The five-year interview contained the same components as the three-year, except with the observation and survey conducted in Kindergarten classes instead of child care settings for the 10 city subsample.
Around the child’s ninth birthday, both parents were interviewed by phone. Again a home visit included a primary caregiver interview and physical and cognitive assessments of the child. The primary caregiver also filled out a paper survey. This wave also included an in-person interview with the child and the collection of saliva samples by the mother and child for DNA analysis. All families with home visits were then asked for contact information for the child’s teacher, who was mailed a survey.
This survey differs from many others in its diligence tracking non-custodial parents, generally fathers living outside the household.
FFCWS is a joint project of Princeton University and Columbia Universities. It is actively managed through the Center for Research on Child Wellbeing at Princeton, in the Office of Population Research (OPR), in collaboration with the Center for Health and Wellbeing at Princeton and the Columbia Population Research Center and the National Center for Children and Families (NCCF) at Columbia University. The principal investigators of the project are Sara McLanahan and Christina Paxson at Princeton and Irwin Garfinkel, Jeanne Brooks-Gunn, and Ron Mincy at Columbia.
The FFCWS is funded by the Eunice Kennedy Shriver National Institute of Child Health and Human Development and a consortium of private foundations and other government agencies.[2]

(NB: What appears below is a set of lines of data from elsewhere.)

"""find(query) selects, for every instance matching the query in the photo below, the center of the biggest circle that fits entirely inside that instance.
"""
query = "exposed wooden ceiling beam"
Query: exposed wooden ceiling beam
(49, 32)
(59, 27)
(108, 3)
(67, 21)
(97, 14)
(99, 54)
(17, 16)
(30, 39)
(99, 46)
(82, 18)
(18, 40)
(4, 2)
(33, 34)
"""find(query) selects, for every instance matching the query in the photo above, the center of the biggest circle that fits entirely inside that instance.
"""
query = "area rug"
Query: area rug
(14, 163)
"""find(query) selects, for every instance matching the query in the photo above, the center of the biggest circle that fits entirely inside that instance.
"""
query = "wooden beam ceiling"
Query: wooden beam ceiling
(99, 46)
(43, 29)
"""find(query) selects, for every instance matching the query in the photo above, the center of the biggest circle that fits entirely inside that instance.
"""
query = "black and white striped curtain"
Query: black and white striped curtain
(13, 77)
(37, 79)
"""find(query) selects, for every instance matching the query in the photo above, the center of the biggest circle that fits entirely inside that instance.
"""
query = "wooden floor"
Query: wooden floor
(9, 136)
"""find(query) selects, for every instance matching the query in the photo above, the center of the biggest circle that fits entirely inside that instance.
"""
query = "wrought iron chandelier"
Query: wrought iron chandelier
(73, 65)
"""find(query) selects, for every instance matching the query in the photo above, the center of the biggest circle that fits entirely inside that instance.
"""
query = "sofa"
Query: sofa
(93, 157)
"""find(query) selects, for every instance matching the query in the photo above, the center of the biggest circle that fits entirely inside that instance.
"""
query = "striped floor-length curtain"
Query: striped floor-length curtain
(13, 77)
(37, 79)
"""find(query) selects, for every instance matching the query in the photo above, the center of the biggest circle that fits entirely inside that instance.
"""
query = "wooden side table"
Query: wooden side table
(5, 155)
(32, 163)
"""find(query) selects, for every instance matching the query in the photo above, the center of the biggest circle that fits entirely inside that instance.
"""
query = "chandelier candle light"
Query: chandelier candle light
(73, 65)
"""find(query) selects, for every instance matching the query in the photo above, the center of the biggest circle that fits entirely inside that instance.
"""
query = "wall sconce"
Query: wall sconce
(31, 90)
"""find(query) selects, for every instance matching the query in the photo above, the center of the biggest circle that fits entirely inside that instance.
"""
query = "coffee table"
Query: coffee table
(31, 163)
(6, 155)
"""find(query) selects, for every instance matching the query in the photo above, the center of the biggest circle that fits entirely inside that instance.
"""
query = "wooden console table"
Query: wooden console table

Data collection for the nine-year wave of FFCWS was administered by Westat. The previous four waves of data collection were conducted by Mathematica Policy Research and National Opinion Research Center (NORC).
Public data for the FFCWS is available for free. It is hosted in the OPR data archive, and directions for access through a quick registration process can be obtained from the Fragile Families website.
More sensitive information, such as certain geographic identifiers and contextual census data, may also be obtained on a contract basis.
Hundreds of peer-reviewed articles, books and book chapters, and dissertations or theses have been written using the data.[3]